Das Sammeln von Erfahrungen, Erfolgen und Misserfolgen, das Erleben vom Siegen und vom Scheitern – das alles macht für uns Menschen nach wie vor und immer noch erheblichen Sinn.
– das machte in den letzten 8 Jahren in Eurer schulischen Zeit am Einhard Sinn, liebe Abiturientinnen und liebe Abiturienten, und das macht bei allem, was Ihr in Zukunft in Ausbildung und Studium lernt, was Ihr als Eure Berufung erkennen werdet und womit Ihr Euer zukünftiges berufliches Leben verbringen werdet, Sinn.
Eine KI kann Euch unterstützen, ihr könnt sie einsetzen, wie ein Werkzeug. Macht Euch intensiv mit ihren Möglichkeiten vertraut und lernt schnell nicht nur ihre sich ständig ausweitenden Grenzen, sondern vor allem Eure herausragend grenzenlosen menschlichen Möglichkeiten kennen. Die Maschine kann all das, was Ihr auch schon an Eurem Einhard gelernt habt, nicht ersetzen:
- Kreativität und Originalität
- Persönliche Farbe und Vielfalt
- Ganz persönliche Erfahrungen und Subjektivität
- Schwäche und Stärke
- Gefühle und sachbasiertes Werturteil
- Sehnsüchte und Wünsche
- Starke Motivation, Ehrgeiz und Kampfgeist
- Nachgiebigkeit und Entscheidungsfähigkeit
- Leichtsinn und volle Verantwortung
- Fehler, Einsicht und Neuanfang
- Einfühlungsvermögen und Toleranz
- Mitgefühl und Liebe
Nichts und niemand nimmt Euch Eure gewachsene, unverwechselbare, einzigartige Besonderheit als Mensch. Und nachdem Ihr das alles auch an diesem Ort lernen und üben konntet, jetzt nachweislich auch als „Mensch mit Abitur“ 🙂
Pause Pause
Liebe Abiturientinnen und Abiturienten,
liebe Eltern, Angehörige, Ehemalige und Freunde,
liebe Kolleginnen und Kollegen
liebe Gäste!
Wir verabschieden heute den dritten Jahrgang, der einiges aushalten musste. Distanz-Unterricht, wenig Nähe durch Abstand und Maskenpflicht, strengere Regelungen unseres schulischen Alltaglebens und eigentlich die Notwendigkeit, früher erwachsen zu werden.
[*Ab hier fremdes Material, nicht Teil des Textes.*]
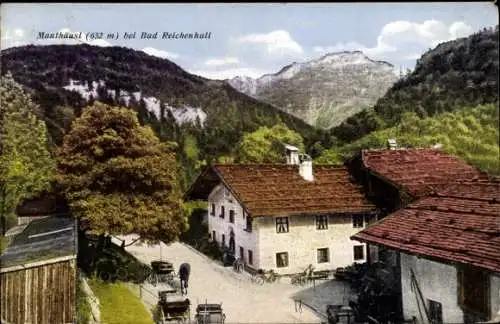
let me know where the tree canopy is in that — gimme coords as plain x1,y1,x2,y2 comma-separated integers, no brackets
318,103,499,175
236,123,305,163
56,102,187,243
0,74,56,231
Aber Ihr – liebe Abiturientinnen und Abiturienten – habt jede Absage, jede Enttäuschung mit Gefasstheit, Ruhe und letztlich konstruktiv-positiver Haltung aufrecht getragen. Ihr hattet den selbstgewählten Anspruch formuliert, der beste Jahrgang zu sein. Ihr habt eng miteinander aber auch mit den Lehrkräften und der Schulleitung zusammengearbeitet, um den Abi-Gag mit Live-Musik und einem tollen Gesamtkonzept sowie den heutigen Tag zu etwas jeweils Besonderem zu machen. Respekt für die Show am letzten Schultag! Ich feiere Euch dafür!
Zum Abschluss der Rede des Schulleiters danke ich wie in jedem Jahr allen helfenden Händen, allen Unterstützerinnen und Unterstützern, dass dies möglich gemacht werden konnte.
Danke vor allen anderen an Herrn Willemsen, den Stufenleiter, für seine dreijährige intensive und erfolgreiche Arbeit ebenso wie an alle Elternvertreter:innen und die Arbeits-Teams der Schüler:innen für die unermüdliche Organisation und den umfassenden Kommunikationsfluss mit allen Beteiligten.
Danke an alle Kolleginnen und Kollegen für ihre unermüdliche, engagierte unterrichtliche und außerunterrichtliche Arbeit nicht nur in den letzten drei Jahren der Oberstufe.
Danke an Herrn Lube unseren Hausmeister für die tatkräftige Unterstützung in allen Belangen. Danke an die Darbietenden für das feierliche Rahmenprogramm am heutigen Festtag. Und Dank an alle die, die unerwähnt geblieben sind.
Es ist meine Aufgabe als Schulleiter, auch die Leistungen dieses Jahrgangs öffentlich bekannt zu machen.
Überhaupt erfüllen uns auch in diesem Jahr alle Abiturientinnen und Abiturienten mit Stolz. Besonders hervorheben möchte ich dennoch, dass 7 von Euch das Kunststück eines Abiturs mit einem Durchschnitt von 1,0 fertig gebracht haben. Teilweise mit Punktzahlen im Ergebnis jenseits von Gut und Böse.
Dazu haben insgesamt nahezu 50% von Euch einen Abschluss mit einer 1 vor dem Komma geschafft. Also zwischen 1,0 und 1,9. Das ist auch diesmal absolut bemerkenswert!
Chapeau, Applaus und Respekt gehört jedoch allen, die in dieser Zeit ihr Abitur „gebaut“ haben. Alle können mit Recht Stolz und voller Freude sein! Ein Einhard-Abitur haben meines Wissens auch die wenigsten im bekannten Teil des Universums.
Herzlichen Glückwunsch zum Abitur 2023!